Chloe também ri, e diz, com um ar brincalhão:
- Eu não recebo mais abraços? — Abraço-a com a mesma intensidade e ela dá um beijo em minha bochecha. — Como o senhor está, vovô?
- Estou bem, minha querida. — respondo, passando a mão por seus cabelos. Hannah agarra-se a minha perna esquerda. — Adoro as visitas de minhas duas princesas. É ótimo que se lembrem deste velho biruta...
- Vovô! O senhor é um príncipe também! — a mais novinha diz, e são só risadas.

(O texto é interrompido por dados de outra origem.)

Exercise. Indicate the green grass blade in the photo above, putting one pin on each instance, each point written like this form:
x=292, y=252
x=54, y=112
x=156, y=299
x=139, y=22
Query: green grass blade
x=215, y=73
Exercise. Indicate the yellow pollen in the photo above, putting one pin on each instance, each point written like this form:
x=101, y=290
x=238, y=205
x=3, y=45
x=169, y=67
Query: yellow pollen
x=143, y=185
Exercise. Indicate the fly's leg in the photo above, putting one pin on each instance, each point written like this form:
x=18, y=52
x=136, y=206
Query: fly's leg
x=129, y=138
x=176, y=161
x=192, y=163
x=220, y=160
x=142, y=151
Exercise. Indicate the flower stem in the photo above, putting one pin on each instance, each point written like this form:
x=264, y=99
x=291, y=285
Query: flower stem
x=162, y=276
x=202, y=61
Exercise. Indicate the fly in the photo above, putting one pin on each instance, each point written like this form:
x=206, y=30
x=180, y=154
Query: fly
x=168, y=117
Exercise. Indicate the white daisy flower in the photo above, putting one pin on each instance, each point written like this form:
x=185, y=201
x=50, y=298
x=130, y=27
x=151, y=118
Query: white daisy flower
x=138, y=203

- Leve as coisas para dentro, Chloe. Mas não faça barulho. Sua avó está na cozinha e você sabe como ela odeia ser atrapalhada quando está concentrada. — ela assente — Depois que tudo estiver pronto vocês podem falar com ela, sim? Vá logo. Tenho uma história especial hoje. — ela então pega as mochilas e entra em casa na ponta dos pés.
- Viva! — Nana comemora. Sento-me na cadeira novamente e dou duas batidas na coxa direita para que ela se acomode também. Faço algumas perguntas sobre a escola e sobre a vida em casa. Os olhinhos de Hannah brilham ao contar das aulas de artes e de como adora o macarrão com queijo que sua mãe, minha filha, prepara. — Só que ela não cozinha tão bem quanto a vovó... Shhhh, é segredo. — diz, colocando o dedinho sobre os os lábios. Espelho o gesto confirmando com a cabeça.
- Pronto... — Chloe sussurra ao voltar, fechando a porta com cuidado. — A vovó nem notou que eu entrei.
- Ótimo, obrigado minha querida. Agora sente. — Ela se senta no chão, abraçando os joelhos, com as costas apoiadas na cerca da varanda. Os olhos azuis curiosos de minhas duas netas me fitam e eu suspiro suavemente. — A história de hoje aconteceu há quase 50 anos...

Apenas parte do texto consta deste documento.